Diferentes rutas, un mismo destino

 



Al emprender un ruta, sea esta a un país lejano o a unos pocos kilómetros de distancia, suele parecer que algo en nuestro interior cambia. En las buenas épocas, esa sensación es la ilusión de hacer algo distinto a las rutinas diarias. Asimismo en momentos en los que debemos empujarnos para hacer cosas, pues flojea el ánimo, sentimos una mezcla de pereza con amor propio que nos grita que la vida se vive, no se sobrelleva.

Foto: Lidia Fos

En este atípico verano o mas bien, en este espacio tiempo en el cual hemos podido atravesar el umbral de nuestros hogares con una cierta libertad, he podido acercarme a la naturaleza para recargar unas pilas a punto de agotarse en un hermanamiento espiritual con los elementos.

Acariciar de nuevo los árboles, oler unas flores de alegres colores, dejarme arrullar por los riachuelos..., casi está logrando que me reconcilie conmigo misma, que me perdone por abandonarme a mi suerte durante algún tiempo, demasiado cansada de la vida que diría Machado. Observar la inmensidad de las montañas, estáticas y bellas, impasibles ante el paso del tiempo me ha hecho reflexionar sobre nuestra actitud ante los sucesos inevitables. Tendemos a resistirnos, a oponernos a aquello que no podemos cambiar, nos quedamos quietos cual montañas escarpadas en vez de mirar a los ríos y los mares con su natural fluir, que no hacen si no, acomodarse al espacio dado mientras arrojan vida a su paso.

                          La inmensidad de los mares, a los cuales podría estar mirando horas, traen a mi mente infancia y tiempos pasados, azulados recuerdos de una niña serena jugando en la orilla con las olas de espuma y la arena, a medio camino entre la incertidumbre y la certeza. Unos días que se antojaban cuasi eternos de risas y tortilla de patatas.

En ese discurrir por los caminos, observando la grandeza en los miradores de mares de nubes, admirando las antiguas piedras que acogen la fe, saciando la sed en fuentes puras, contemplando paisajes conocidos aunque mirándolos con ojos nuevos, me reencontré con parte del pasado. Con historias inquietantes sumadas a las ya sabidas, con abrazos familiares y llantos de nostalgia, con la vida abriéndose paso a través de los niños.

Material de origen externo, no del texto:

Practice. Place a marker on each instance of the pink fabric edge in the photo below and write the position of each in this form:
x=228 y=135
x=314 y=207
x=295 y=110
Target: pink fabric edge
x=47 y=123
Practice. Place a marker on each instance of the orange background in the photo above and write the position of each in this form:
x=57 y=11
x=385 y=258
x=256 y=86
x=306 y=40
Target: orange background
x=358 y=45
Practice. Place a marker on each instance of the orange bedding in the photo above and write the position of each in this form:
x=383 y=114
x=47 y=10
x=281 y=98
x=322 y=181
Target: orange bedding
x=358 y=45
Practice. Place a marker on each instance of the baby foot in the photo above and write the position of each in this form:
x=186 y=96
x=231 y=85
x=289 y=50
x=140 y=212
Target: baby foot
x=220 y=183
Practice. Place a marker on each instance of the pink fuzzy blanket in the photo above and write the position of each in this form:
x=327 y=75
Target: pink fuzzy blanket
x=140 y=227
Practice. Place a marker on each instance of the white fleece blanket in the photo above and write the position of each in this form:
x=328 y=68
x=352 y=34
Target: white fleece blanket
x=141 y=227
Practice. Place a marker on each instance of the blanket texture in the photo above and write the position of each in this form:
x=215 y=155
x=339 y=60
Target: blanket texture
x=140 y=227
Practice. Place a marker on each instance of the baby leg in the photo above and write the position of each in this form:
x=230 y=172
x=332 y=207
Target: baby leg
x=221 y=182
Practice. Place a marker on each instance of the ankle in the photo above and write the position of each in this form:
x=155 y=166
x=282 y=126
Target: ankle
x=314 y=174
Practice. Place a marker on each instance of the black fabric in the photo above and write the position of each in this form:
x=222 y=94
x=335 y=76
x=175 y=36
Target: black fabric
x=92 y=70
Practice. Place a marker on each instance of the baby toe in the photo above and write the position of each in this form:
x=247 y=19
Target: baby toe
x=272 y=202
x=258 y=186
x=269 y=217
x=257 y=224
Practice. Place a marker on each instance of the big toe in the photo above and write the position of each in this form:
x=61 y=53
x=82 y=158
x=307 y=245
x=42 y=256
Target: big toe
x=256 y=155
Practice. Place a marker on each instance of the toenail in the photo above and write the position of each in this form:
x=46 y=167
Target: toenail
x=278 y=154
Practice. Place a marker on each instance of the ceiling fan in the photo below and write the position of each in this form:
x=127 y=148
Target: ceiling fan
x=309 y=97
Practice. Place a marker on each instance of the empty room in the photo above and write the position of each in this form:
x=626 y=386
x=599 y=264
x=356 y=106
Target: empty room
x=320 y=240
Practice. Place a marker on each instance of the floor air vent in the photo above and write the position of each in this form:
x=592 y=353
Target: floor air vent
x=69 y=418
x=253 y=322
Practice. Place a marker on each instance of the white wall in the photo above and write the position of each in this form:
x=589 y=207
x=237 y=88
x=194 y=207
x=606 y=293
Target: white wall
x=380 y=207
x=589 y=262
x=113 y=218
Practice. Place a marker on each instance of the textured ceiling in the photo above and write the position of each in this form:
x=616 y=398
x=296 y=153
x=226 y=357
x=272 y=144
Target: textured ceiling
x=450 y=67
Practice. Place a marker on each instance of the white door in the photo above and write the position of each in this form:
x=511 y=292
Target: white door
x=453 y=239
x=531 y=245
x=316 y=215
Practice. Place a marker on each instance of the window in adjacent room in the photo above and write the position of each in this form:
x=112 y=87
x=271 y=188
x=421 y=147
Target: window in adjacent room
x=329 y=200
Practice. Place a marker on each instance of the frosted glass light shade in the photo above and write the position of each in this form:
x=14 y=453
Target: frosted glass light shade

Acaricié con la mirada cada casa del pueblo de mi abuela materna, lágrimas calladas resbalaban por no poder caminar otra vez a su lado, por tenerla conmigo aunque fuera en silencio. La sentí, la sentí a mi lado, como vengo haciendo cada día desde que ya no está, su sonrisa permanece en mi recuerdo, su carácter fuerte, aguerrido, porque la vida no le preguntó si quería que fuera fácil o difícil, sencillamente le puso ración doble de tristezas y aún así, luchó por sonreír con los ojos tristes y esa mirada profunda que contaba tantas cosas que sus labios nunca se atrevieron a pronunciar. Volví a sentir que vive a través de mi, de mi madre, de mi hermana, de mi prima, de sus biznietas, de sus sobrinas pues cada una de nosotras, hemos adquirido algún rasgo de ella, entre todas mantenemos vivo su recuerdo, dejamos la estela de su existencia.


Redescubro que al viajar el destino siempre es el mismo, siempre es despertar alguna parte dormida de nuestro interior, curar alguna herida, emprender nuevos caminos, oír otras voces, sentir otras manos, mirar otros ojos, paladear otros sabores, oler otras tierras.

En definitiva, observar que mientras nos detenemos para tomar aliento, la vida continúa sin ningún pudor. De nosotros depende que esas paradas sean breves recesos para enseguida continuar el viaje de único destino.